An 18th-century cook would hardly recognize a modern fondue set. Although the enameled cast iron caquelon, its convenient alcohol burner and color-coded forks made for many successful soirées in the 1970s, the earliest fondue equipment consisted of more rustic material—often just a clay pot and glowing embers. Raboud Schüle notes that “the burner-caquelon couple has only been standard household equipment since the 1950s. It wasn’t so common for earlier generations.”

After World War II, the cheese marketing agency renewed its 1930s campaign, again pushing people to ratchet up consumption of Gruyère and Vacherin. A plentiful supply after years of wartime restrictions, improvements in fondue paraphernalia and intense marketing efforts meant that Alpine society simply melted for rich, decadent fondue. What’s more, it’s a fun, easy dinner that brings friends and family together around a delicious dish. Who wouldn’t melt over that?

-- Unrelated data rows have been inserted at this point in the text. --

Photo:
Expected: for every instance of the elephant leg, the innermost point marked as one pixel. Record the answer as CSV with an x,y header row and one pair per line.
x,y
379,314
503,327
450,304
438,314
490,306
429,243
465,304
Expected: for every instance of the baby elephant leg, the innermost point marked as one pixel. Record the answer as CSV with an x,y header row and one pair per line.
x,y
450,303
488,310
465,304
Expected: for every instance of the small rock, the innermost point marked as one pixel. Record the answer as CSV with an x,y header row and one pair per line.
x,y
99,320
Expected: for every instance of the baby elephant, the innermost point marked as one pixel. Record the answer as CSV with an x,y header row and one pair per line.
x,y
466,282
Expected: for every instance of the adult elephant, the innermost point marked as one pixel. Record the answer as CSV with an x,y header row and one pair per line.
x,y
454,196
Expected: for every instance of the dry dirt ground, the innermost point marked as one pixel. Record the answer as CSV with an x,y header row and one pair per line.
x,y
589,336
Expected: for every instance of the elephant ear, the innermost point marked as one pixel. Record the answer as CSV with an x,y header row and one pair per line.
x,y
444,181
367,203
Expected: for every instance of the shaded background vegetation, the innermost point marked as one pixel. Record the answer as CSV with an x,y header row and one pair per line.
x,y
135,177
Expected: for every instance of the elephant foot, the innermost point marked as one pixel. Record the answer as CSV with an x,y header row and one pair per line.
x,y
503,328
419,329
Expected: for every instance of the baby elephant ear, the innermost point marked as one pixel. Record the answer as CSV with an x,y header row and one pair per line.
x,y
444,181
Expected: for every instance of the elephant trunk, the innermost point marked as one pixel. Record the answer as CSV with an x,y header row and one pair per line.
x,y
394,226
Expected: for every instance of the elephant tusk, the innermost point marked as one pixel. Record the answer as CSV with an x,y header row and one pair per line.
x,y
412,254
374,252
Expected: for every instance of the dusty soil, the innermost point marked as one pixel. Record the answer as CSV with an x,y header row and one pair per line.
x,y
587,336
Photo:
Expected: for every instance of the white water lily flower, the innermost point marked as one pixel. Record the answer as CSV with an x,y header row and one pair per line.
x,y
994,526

And what a choice of paraphernalia there is. Fondue sets have long been a popular Alpine souvenir. Some are decorated with edelweiss, others come in bold Bordeaux red or sapphire. There’s even a small heart-shaped pot for a romantic chocolate fondue dessert. While fondue apparently still has a long life ahead, it has been popular for long enough to earn its own rites and language.

Do you speak fondue?

An invitation to a fondue dinner offers the occasion to observe a number of rituals that have developed over the years. The best opportunity is when il fait un temps à fondue—it’s fondue weather. The wind chills, the clouds cloak the sun and the atmosphere absolutely calls for something hot, filling and comforting.

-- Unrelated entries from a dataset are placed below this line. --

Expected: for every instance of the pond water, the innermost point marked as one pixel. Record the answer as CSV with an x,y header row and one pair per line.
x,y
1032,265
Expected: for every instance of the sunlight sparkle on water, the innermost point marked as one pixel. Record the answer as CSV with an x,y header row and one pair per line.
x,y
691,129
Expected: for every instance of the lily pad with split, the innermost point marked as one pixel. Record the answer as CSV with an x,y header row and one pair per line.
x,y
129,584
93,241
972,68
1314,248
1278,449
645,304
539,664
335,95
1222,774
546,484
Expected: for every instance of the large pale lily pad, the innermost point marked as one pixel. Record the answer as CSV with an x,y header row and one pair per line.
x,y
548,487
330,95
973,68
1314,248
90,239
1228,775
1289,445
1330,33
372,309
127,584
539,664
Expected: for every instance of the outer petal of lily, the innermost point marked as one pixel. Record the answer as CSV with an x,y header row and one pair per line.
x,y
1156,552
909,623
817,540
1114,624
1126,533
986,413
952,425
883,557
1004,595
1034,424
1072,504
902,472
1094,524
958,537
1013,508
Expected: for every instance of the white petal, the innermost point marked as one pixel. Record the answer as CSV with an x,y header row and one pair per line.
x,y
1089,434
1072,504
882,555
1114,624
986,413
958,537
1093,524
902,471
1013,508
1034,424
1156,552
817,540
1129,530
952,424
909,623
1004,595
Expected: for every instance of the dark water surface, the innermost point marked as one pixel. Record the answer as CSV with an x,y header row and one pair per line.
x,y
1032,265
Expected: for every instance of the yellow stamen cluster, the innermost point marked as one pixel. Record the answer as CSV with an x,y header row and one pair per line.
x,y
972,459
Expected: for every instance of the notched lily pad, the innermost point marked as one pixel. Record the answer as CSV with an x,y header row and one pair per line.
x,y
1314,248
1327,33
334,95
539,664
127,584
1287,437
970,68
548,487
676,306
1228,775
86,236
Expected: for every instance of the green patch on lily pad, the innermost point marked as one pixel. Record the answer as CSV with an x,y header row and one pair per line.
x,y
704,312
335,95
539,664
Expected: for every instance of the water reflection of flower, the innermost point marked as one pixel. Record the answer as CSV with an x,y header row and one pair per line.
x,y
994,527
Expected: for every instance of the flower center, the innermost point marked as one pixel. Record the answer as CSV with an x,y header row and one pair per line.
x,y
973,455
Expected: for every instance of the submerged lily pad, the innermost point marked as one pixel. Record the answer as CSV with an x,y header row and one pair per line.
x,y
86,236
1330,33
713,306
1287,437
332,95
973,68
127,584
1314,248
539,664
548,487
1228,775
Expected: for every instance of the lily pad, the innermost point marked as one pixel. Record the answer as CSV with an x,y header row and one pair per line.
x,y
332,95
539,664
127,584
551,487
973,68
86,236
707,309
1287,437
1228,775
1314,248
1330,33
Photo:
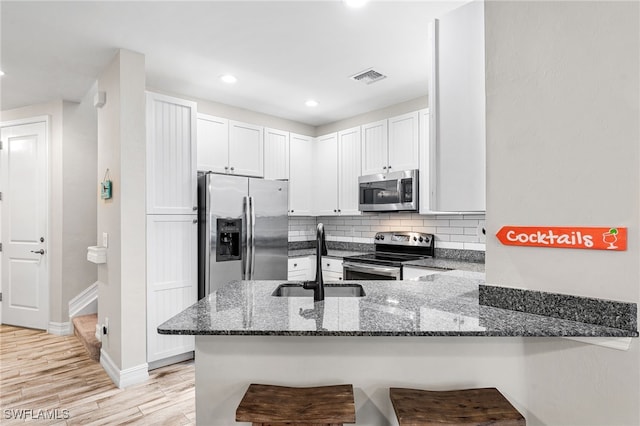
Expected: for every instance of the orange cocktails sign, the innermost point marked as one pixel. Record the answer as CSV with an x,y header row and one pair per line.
x,y
592,238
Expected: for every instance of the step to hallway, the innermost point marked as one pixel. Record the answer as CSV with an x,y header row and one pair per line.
x,y
84,327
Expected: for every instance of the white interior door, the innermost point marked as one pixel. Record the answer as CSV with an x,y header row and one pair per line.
x,y
25,277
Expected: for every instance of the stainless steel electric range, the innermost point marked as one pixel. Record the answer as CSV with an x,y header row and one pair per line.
x,y
392,251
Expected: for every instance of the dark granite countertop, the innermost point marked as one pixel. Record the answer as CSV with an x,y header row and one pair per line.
x,y
444,304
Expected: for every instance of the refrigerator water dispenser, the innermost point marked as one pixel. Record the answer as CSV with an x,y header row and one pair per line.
x,y
229,240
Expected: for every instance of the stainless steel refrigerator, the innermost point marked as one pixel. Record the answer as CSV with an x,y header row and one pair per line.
x,y
243,230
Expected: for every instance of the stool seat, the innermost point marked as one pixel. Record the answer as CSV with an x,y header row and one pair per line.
x,y
274,405
486,406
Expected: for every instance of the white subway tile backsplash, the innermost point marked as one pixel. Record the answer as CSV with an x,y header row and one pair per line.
x,y
449,230
463,238
452,231
447,244
475,246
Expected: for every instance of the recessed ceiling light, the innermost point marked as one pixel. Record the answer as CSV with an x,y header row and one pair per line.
x,y
228,78
355,3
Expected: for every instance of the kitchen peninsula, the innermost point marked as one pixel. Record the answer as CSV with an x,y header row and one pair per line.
x,y
428,333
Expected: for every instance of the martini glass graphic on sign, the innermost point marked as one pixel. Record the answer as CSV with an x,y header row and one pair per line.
x,y
610,238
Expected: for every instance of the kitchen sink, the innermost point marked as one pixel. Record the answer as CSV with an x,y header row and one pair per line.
x,y
330,290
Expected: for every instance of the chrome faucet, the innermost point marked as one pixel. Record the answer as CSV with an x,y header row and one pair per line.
x,y
321,249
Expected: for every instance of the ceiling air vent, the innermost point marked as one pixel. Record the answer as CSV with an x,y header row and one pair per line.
x,y
368,76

Once the caquelon bubbles, your host may insist on tracing figure eights in the melted cheese, supposedly the best way to prevent a solid ball from forming. “It’s more of a mnemonic device so you don’t forget to stir the mixture from time to time,” contends Raboud Schüle. “There’s no magic in the figure eight.”

While dunking, plant the bread firmly onto the fork. If it falls off in the cheese,you’re sure to get a gage—an obligation to buy a round of drinks, kiss your neighbor, or worse, run (somewhat) naked through the snow. Better be sure your bread cube can survive a fondue dunk if you want your dignity to survive a fondue dinner.

After the cheese has been swirled up forkful by forkful and finished, the pot will be crusted with toasted cheese. The near-burnt layer even has its own name—la religieuse—and this “nun” at the bottom of the pot is for some, a near-religious delight. Some say that’s where the name comes from. Others claim the vaguely Communion-wafer texture led to the name. In either case, the scraping sound at the end of the meal means that, for some, the best is yet to come.



La Fondue Savoyarde

If you can’t find all these cheeses, use a mixture of Emmental and Gruyère.

4 oz. shredded Beaufort cheese

4 oz. shredded Emmental cheese

4 oz. shredded Comté cheese

1 garlic clove

1 glass of white Savoie wine, such as Apremont, or any light, delicate white wine

Baguette bread cut into 1 inch cubes several hours before eating

If you’re having the fondue at night, cut the bread into cubes in the morning. This way they will have time to dry out just enough to help them stay on the forks when dipped into the melted cheese.

At serving time, cut the garlic clove in half and rub the inside of the fondue pot with it. Add the white wine and place the pot on the stove over medium heat.When the wine is hot, add the cheese by handfuls, stirring constantly. Do not add all the cheese at once. Stir the mixture until it is homogenous. Add pepper to taste and transfer the fondue pot from the stove to the burner on the table.

Each guest sticks a cube of bread on their fork and dips it into the pot, being careful not to lose the bread!